Metropolitan News-Enterprise

 

Wednesday, January 23, 2019

 

Page 3

 

Case Remanded for New Trial Under Court Reporter Ruling

 

By a MetNews Staff Writer

 

The Fourth District Court of Appeal yesterday—acting in response to the state Supreme Court’s July 5 decision invalidating the San Diego Superior Court’s policy of not providing court reporters to indigent litigants—remanded a case for a new trial because there was no transcript of proceedings leading to the granting of a nonsuit.

“Because there is no way to now provide a reporter for a trial that has already occurred,” Justice William Dato of Div. One wrote, “we have no choice but to reverse and remand for a new trial at which an official court reporter will be furnished.”

The plaintiff in the case, Elana Dogan, sued her landlords after allegedly slipping and falling on a concrete staircase when it broke underneath her. Dogan’s application for a fee waiver was granted based on her indigency, but her request for waiver of court reporter fees was met with a stamped rejection stating “The Court does not provide Court Reporter Services.”

Granting the defendant’s motion for nonsuit after Dogan presented her case to the jury, San Diego Superior Court Judge Judith F. Hayes noted that the plaintiff had “presented no evidence that the landlord knew or had any reason to know of any problem with the cement steps” and that at several points she had “described the problem with the step riser as ‘invisible’ prior to her fall.”

Supreme Court Decision

The defendants acknowledged that the high court’s opinion in Jameson v. Desta applies retroactively to cases not yet final on appeal. In that opinion, Chief Justice Tani Cantil-Sakauye said:

“By precluding an indigent litigant from obtaining the attendance of an official court reporter (to which the litigant would be entitled without payment of a fee), while at the same time preserving the right of financially able litigants to obtain an officially recognized pro tempore court reporter, the challenged court policy creates the type of restriction of meaningful access to the civil judicial process that the relevant California in forma pauperis precedents and legislative policy render impermissible. Accordingly, we conclude that the court policy in question is invalid as applied to plaintiff and other fee waiver recipients, and that an official court reporter, or other valid means to create an official verbatim record for purposes of appeal, must generally be made available to in forma pauperis litigants upon request.”

Like Dogan’s landlords, the defendant in Jameson was granted a nonsuit after the plaintiff’s presentation of his case.

Case Indistinguishable

Dato rejected the defendants’ attempts to distinguish the present  case.

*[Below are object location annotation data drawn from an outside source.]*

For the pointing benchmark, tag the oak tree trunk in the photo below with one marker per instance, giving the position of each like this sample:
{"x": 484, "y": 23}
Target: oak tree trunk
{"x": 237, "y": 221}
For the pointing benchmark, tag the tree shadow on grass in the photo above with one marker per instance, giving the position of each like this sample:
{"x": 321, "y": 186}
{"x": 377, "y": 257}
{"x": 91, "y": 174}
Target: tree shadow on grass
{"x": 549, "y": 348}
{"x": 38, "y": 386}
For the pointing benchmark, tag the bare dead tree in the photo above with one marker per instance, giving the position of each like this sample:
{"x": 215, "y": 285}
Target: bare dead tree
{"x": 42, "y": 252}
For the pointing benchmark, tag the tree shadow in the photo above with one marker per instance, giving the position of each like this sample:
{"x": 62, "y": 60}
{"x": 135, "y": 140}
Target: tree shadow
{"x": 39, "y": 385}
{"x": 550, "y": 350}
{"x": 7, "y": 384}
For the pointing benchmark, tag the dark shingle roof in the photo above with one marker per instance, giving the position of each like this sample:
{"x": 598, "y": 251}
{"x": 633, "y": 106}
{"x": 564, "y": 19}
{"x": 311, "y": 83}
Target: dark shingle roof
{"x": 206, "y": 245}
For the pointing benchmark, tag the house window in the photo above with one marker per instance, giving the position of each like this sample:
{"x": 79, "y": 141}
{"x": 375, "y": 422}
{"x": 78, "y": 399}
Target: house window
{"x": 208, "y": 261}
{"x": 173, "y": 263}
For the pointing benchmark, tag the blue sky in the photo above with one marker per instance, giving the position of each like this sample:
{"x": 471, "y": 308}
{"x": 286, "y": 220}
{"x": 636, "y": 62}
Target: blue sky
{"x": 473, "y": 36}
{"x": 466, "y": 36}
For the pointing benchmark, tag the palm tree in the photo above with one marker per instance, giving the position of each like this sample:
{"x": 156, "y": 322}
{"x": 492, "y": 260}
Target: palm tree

They pointed to the court’s minute order, which reflected Hayes’s finding that Dogan had repeatedly testified that the dangerous condition with the stairs was “invisible” before her accident, arguing that such testimony was fatal to her case.

Dogan claimed she never testified that the problem was invisible.

The jurist responded:

“On this record we cannot conclude that the absence of a reporter’s transcript was harmless. The trial court’s statement of reasons in its minute order is not a verbatim transcript of the testimony. It is, at best, the court’s recollection—or perhaps a characterization—of one part of the testimony. Significantly, Dogan’s recollection is different. If the record here included a reporter’s transcript, we would review the court’s reasoning in light of the actual testimony to determine, under the appropriate standard of review, whether the nonsuit was properly granted. In light of Jameson, we cannot fairly conduct our review without a reporter’s transcript.”

The case is Dogan v. Comanche Hills Apartments, Inc., 2019 S.O.S. 345.

Roxanne Huddleston of Los Angeles and Danny R. Grant of Hartsuyker, Stratman & Williams-Abrego in San Diego were counsel for the defendants. Dogan represented herself.